Notification requirement for registrars

Belgium is the first European member state to fully implement the new NIS2 legislation. This means that since 18 October 2024, at least 2,500 Belgian organisations have been required to:  

  1. register on the website atwork.safeonweb.be  
  2. take measures to increase cyber security 
  3. report significant incidents to the Centre for Cybersecurity Belgium (CCB). 

 

Obligatory notifications

Because NIS2 legislation also applies to some of our registrars , we'd like to explain what significant incidents are and when exactly you need to report them. The Safeonweb website has a tool to help you determine whether or not NIS2 applies to your organisation. 

For a full explanation of the application and obligations of NIS2, we refer to CCB's NIS2 landing page and the extensive article series on that site. 

 

Significant incidents 

It has been compulsory since October to report any significant incidents to the CCB.

But what exactly are significant incidents?  

Significant incidents are events that can have a considerable impact on the provision of your services. This concerns incidents:  

  1. which caused a severe operational disruption of one of your services or caused you to suffer financial losses.  
  2. whereby other natural or legal persons were or may be affected resulting in significant material, physical or moral damage. 
  3. which caused or may cause industrial secrets to be leaked
  4. which cause or may cause direct financial losses exceeding 500,000 euros or 5% of total annual sales in the previous financial year. 
  5. whereby there was a successful, presumably malicious and unauthorised access to network and information systems, that may cause a severe operational disruption. 

In other words, an incident on an isolated information system that is unrelated to the provision of your services need not be reported 

Specifically for DNS service providers 

With regard to DNS service providers, an incident (according to Article 3 paragraph 1.g van NIS 2) is significant when it meets one or more of the following criteria: 

  1. A recursive or authoritative domain name resolution service is completely unavailable for more than 30 minutes
  2. During a period of more than one hour, the average response time of a recursive or authoritative domain name resolution service to DNS requests is more than 10 seconds
  3. The integrity, confidentiality or authenticity of data stored, transmitted or processed in connection with the provision of the authoritative domain name resolution service is compromised. When the data of less than 1,000 domain names managed by the DNS service provider are incorrect due to misconfiguration, and those 1,000 domain names don't constitute more than 1% of all domain names managed by the DNS service provider, there's no significant incident. 

 

Recurrent incidents 

A series of incidents that individually don't meet the criteria of significant incidents may jointly still be considered as one significant incident if they meet the following criteria: 

  • They occurred at least twice in six months
  • They have the same root cause
  • They meet the criteria of financial losses and unavailability of services.  

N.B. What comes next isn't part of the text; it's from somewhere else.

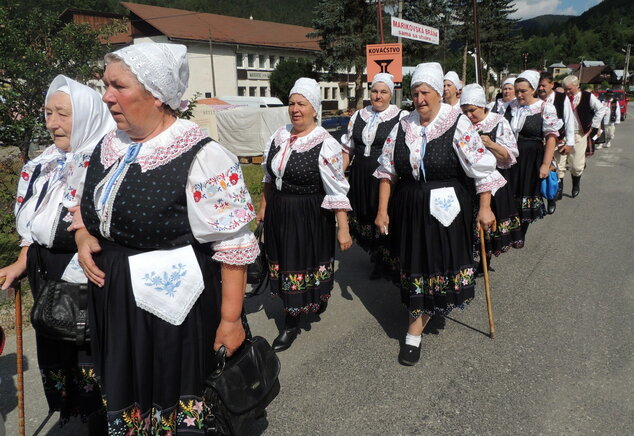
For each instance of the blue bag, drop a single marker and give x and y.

How do you report a significant incident? 

When you discovered a suspicious event or someone alerts you to a potential incident, you need to:  

  • assess the event on time.  
  • determine whether it concerns a significant or non-significant incident. 

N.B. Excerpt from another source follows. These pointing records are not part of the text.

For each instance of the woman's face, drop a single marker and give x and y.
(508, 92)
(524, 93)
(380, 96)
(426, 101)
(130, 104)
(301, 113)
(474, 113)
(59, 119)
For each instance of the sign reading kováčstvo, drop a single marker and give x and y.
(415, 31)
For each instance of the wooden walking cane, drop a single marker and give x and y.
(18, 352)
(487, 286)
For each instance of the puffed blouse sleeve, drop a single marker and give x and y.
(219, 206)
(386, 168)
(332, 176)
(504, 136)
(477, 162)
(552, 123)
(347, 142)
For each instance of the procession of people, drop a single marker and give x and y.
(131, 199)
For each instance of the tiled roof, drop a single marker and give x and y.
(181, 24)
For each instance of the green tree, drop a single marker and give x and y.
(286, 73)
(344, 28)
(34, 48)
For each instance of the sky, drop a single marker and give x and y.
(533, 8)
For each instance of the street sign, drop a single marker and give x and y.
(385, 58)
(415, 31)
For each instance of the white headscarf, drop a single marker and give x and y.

If it's a significant incident, you need to report it immediately and in any case within 24 hours to the CCB via https://notif.safeonweb.be.

As a registrar you must subsequently also: 

  • notify your customers.  
  • communicate any actions your customers can take. 
  • submit an interim progress report to the CCB. 
  • submit a final report to the CCB at the latest one month after the report (or in case of a long-term incident after the final settlement). 

Voluntary notifications 

In addition to obligatory notifications, every organisation - including those not covered by the scope of the NIS2 Act - may voluntarily report non-significant and avoided incidents and cyber threats to the CCB.  

A voluntary notification cannot lead to an inspection or extra obligations.  

Let's get started 

On the websites of the CCB and Safeonweb you'll find:

  • a scoping tool that helps you to determine whether NIS2 applies to your organisation.
  • the platform where you can register your organisation.
  • extensive information on NIS 2 and the notification requirement in the NIS2 registration guide.

With this article we support the Sustainable Development Goals of the United Nations.